Le ricerche dimostrano che quando una spartizione sembra troppo ineguale alle parti coinvolte, queste la rifiutano perchè ingiusta, si sentono offese dalla partecipazione a questo tipo di processo negoziale e sono tentate di dare una lezione alla controparte “avida.”
Un importante messaggio emerge dai risultati di questa ricerca: le persone tengono a molto più che al solo livello assoluto del loro profitto economico; tra gli interessi da difendere vi sono il diritto ad essere trattate giustamente, una buona immagine, reputazione e così via. Gli esperti negoziatori, riconoscendo che gli interessi economici non sono tutto, focalizzano l’attenzione su quattro importanti elementi che vanno al di là del solo fattore prezzo.
Il rapporto interpersonale: i negoziatori meno esperti spesso sottovalutano l’importanza di sviluppare rapporti di lavoro buoni con le altre parti, mettendone a rischio la durata utilizzando tattiche eccessivamente brutali o per semplice negligenza. Questo è vero sopratutto in accordi transnazionali. In buona parte dell’America Latina, dell’Europa meridionale e del sud-est asiatico, per esempio, la qualità dei rapporti – piuttosto che i contenuti delle transazioni – possono rappresentare l’interesse primario da considerare, nel contesto di accordi di lunga durata. Gli efficientissimi nord – americani, nord-europei e australiani rimangono spesso spiazzati dalla forza di quest’interesse, insistendo in modo prematuro che i negoziatori arrivino subito alla sostanza.
Il contratto sociale: similmente, i negoziatori tendono a focalizzarsi sul contratto economico – divisioni eque, condivisione dei costi, potere aziendale e così via – a spese del contratto sociale, o lo “spirito di un accordo”. Spingendosi ben oltre la ricerca di un buon rapporto di lavoro, il contratto sociale concerne le aspettative delle persone su natura, ampiezza, durata delle transazioni, procedure e modo in cui gli eventi imprevisti saranno gestiti. Negoziare un contratto sociale positivo è un metodo efficace per rafforzare un patto economico, specialmente nelle nuove attività di transazione e nelle alleanze strategiche, in cui la buona volontà e la reciproca fiducia sono estremamente importanti. Consultare rapidamente gli accordi contrattualmente definiti, quando si verificano conflitti – come inevitabilmente accade – può essere segno di un contratto sociale negoziato in modo incorretto.

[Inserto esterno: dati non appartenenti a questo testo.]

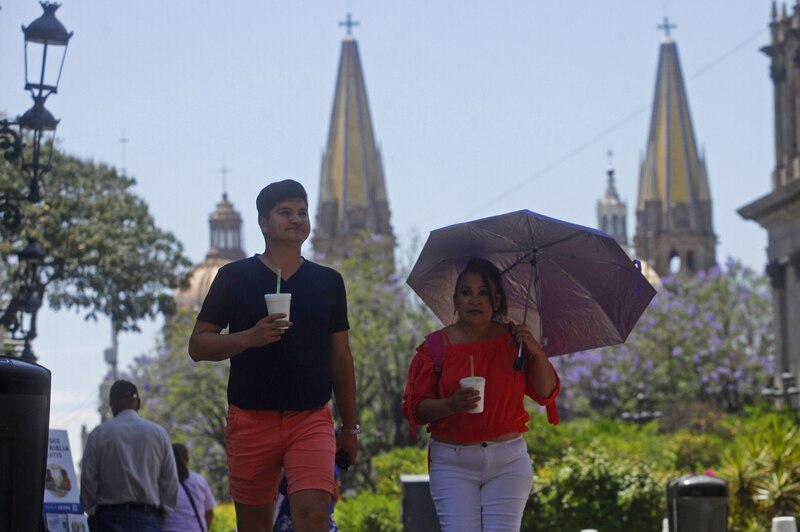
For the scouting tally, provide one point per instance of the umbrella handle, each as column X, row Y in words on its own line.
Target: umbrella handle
column 519, row 361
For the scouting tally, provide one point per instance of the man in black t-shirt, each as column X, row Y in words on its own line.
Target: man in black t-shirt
column 282, row 372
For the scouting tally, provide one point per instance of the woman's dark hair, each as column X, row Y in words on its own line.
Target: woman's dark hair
column 491, row 277
column 181, row 460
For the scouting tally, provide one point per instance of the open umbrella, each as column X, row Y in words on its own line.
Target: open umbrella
column 573, row 284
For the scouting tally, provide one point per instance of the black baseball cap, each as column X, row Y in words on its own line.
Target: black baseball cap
column 123, row 389
column 274, row 193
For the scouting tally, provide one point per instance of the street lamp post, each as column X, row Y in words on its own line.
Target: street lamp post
column 785, row 391
column 46, row 41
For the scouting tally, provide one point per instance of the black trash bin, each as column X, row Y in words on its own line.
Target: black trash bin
column 697, row 503
column 24, row 426
column 418, row 512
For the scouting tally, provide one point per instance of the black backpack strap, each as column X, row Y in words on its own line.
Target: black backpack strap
column 436, row 342
column 194, row 507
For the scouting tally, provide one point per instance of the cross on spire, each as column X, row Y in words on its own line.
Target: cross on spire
column 224, row 171
column 666, row 26
column 349, row 23
column 124, row 141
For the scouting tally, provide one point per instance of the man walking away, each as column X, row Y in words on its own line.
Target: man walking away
column 128, row 476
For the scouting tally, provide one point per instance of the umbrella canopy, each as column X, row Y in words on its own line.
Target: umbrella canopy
column 573, row 284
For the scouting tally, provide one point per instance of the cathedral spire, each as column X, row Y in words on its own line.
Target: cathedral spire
column 352, row 197
column 673, row 211
column 611, row 210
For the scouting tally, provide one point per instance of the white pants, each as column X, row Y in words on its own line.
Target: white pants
column 480, row 487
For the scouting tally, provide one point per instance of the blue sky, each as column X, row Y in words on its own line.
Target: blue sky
column 480, row 108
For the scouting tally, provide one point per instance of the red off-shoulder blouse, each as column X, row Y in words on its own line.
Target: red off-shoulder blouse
column 504, row 411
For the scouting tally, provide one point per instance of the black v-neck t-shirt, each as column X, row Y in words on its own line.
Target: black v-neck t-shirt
column 293, row 373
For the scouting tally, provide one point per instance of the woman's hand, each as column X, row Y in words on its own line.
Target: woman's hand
column 523, row 335
column 463, row 399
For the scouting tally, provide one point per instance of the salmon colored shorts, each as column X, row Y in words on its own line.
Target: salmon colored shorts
column 261, row 442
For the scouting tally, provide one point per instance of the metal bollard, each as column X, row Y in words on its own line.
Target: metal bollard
column 784, row 524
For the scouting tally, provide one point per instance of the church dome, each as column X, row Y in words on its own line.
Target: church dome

La procedura: spesso i negoziatori dimenticano che il processo negoziale può essere tanto importante quanto il suo contenuto. Esemplificativo è un episodio tratto dalla vita del giovane Tip O’Neill, che più tardi divenne Speaker of the House. Questi, incontrando per strada un’anziana elettrice del distretto di North Cambridge, in Massachusetts, rimase sorpreso nell’apprendere che ella non stesse pianificando di votarlo. Perciò le chiese: “Non conoscete me e la mia famiglia da sempre?” “Sì.” “Non ho falciato il vostro prato d’estate e spalato i vicoli d’inverno? “Sì.” “Non siete d’accordo sui miei programmi politici e le mie posizioni?” “Sì.” “Ed allora perchè non voterete per me?” “Perchè non me l’ha chiesto.”.
La lezione che O’Neill imparò da questa conversazione è che “la procedura conta”. I migliori risultati sono spesso raggiunti quando tutte le parti percepiscono la procedura come coinvolgente, rispettosa, schietta e onesta.

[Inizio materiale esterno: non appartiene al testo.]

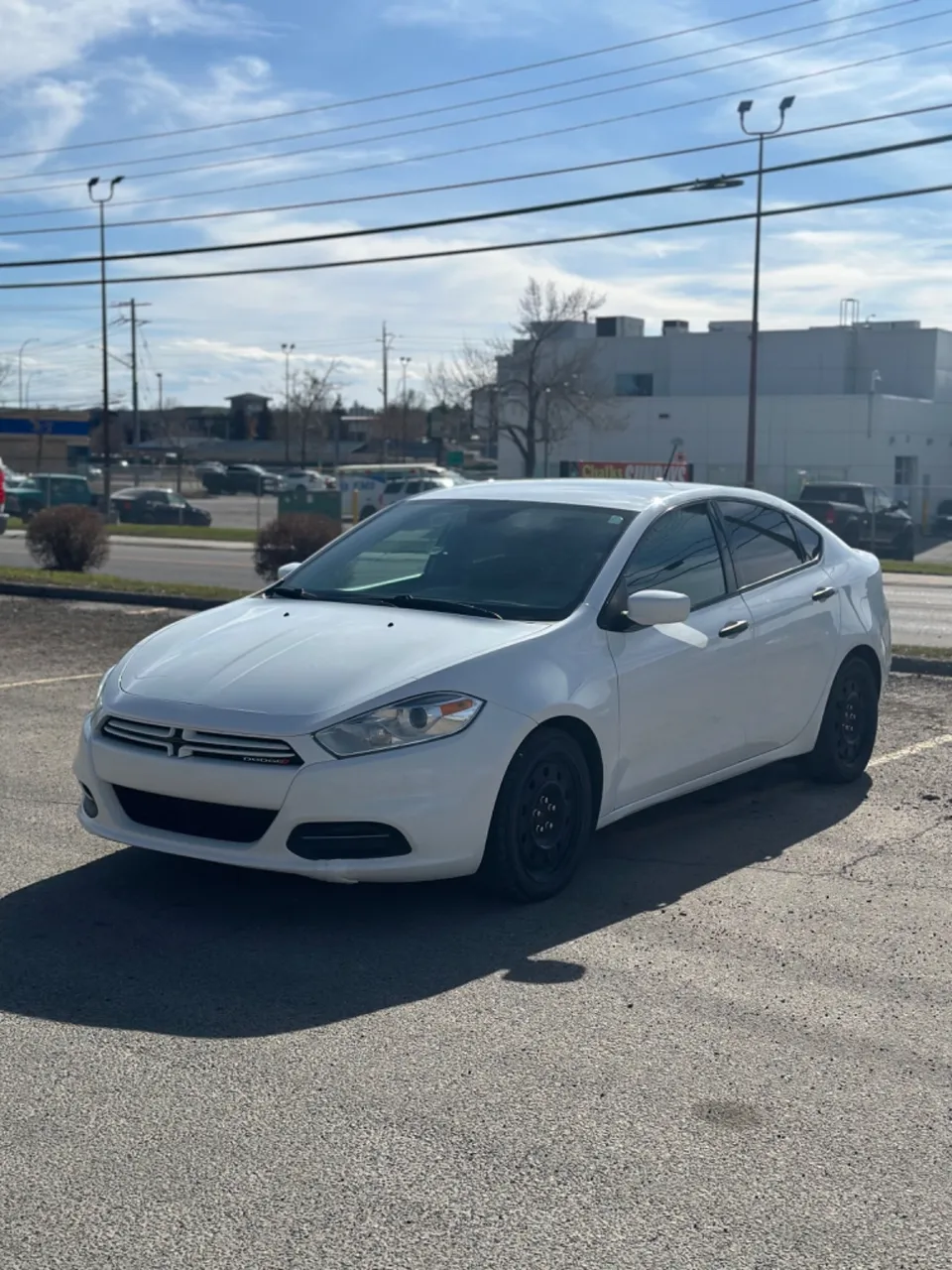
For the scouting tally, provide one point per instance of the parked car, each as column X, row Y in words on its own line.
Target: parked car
column 942, row 521
column 522, row 662
column 864, row 516
column 304, row 479
column 54, row 489
column 241, row 479
column 146, row 506
column 16, row 481
column 397, row 490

Gli interessi dei singoli, oltre che del gruppo: negoziatori poco esperti a volte sono come ipnotizzati dagli aspetti economici di un accordo e dimenticano gli interessi dei singoli partecipanti al tavolo negoziale. Quando i consigli d’amministrazione dei giganti farmaceutici Glaxo e SmithKline Beecham annunciarono pubblicamente la loro fusione nel 1998, gli investitori ne furono entusiasti facendo incrementare di 20 miliardi di Euro la capitalizzazione di mercato della potenziale nuova società . Tuttavia, nonostante un primo accordo su chi avrebbe occupato le posizioni di alta direzione nella società di nuova fusione fosse stato raggiunto, riemersero disaccordi interni su chi doveva ricoprire incarichi di controllo amministrativo e di gestione operativa. Di conseguenza l’accordo annunciato fallì e svanirono i 20 miliardi d’incremento sulla capitalizzazione di mercato. (La preponderante logica strategica delle due società fece successivamente trovare un nuovo accordo di fusione, ma con due anni di ritardo!)

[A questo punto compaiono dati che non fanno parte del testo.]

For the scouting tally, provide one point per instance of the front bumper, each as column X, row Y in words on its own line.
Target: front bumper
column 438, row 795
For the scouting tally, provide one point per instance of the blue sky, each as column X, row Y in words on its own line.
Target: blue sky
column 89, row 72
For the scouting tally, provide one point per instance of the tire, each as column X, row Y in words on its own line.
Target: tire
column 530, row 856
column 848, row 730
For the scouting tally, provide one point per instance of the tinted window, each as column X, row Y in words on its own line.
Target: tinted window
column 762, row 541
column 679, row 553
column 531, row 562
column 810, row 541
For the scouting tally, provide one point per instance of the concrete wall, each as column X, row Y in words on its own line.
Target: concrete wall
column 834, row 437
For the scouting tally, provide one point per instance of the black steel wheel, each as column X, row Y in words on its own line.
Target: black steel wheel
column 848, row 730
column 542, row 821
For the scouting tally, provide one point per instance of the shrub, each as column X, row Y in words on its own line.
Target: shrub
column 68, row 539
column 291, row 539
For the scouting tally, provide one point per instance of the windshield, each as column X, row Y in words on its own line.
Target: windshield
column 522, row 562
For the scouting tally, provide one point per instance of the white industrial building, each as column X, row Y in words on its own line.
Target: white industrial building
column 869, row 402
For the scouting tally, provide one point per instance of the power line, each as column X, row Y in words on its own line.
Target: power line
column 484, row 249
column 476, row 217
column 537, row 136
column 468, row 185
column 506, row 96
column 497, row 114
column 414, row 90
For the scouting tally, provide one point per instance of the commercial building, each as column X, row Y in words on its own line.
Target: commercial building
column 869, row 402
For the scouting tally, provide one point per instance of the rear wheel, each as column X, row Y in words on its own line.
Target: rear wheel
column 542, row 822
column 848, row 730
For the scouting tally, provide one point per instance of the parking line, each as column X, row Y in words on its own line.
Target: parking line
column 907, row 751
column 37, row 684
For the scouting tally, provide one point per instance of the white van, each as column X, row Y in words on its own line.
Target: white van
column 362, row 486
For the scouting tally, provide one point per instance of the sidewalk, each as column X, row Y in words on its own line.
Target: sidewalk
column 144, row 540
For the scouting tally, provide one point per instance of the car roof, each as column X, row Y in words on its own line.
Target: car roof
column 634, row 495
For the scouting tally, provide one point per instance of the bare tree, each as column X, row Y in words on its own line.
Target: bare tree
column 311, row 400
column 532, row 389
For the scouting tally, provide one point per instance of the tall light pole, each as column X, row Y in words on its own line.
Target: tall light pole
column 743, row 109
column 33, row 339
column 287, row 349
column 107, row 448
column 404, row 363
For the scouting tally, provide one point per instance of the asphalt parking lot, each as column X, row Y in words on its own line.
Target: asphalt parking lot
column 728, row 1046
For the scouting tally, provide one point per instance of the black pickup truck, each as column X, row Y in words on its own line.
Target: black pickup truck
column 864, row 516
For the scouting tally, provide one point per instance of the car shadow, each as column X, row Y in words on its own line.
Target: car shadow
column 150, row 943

Quest’episodio conferma la validità di due regole correlate. La prima: benchè i generali benefici economici siano necessari, essi risultano spesso insufficienti. La seconda: bisogna tenere in considerazione tutti i partecipanti al tavolo negoziale senza perdere di vista i loro interessi o la loro capacità di influenzare un accordo. Ciò che è razionale per il contesto generale, potrebbe non esserlo per una parte.
Può essere estremamente difficile rimediare al tocco del “Re Mida al contrario.” Se si considera una negoziazione potenzialmente cooperativa come un accordo puramente economico essa probabilmente lo diventerà . Immaginatevi un uomo d’affari che si prefigura un’approccio negoziale di tipo competitivo. Se dà avvio alla trattativa, prendendo le dovute precauzioni, l’altra parte è probabile che faccia lo stesso. “Aha!” dice l’uomo d’affari. “Lo sapevo che questo sarebbe stato un difficile accordo centrato sul fattore prezzo.” I suoi sospetti sono confermati.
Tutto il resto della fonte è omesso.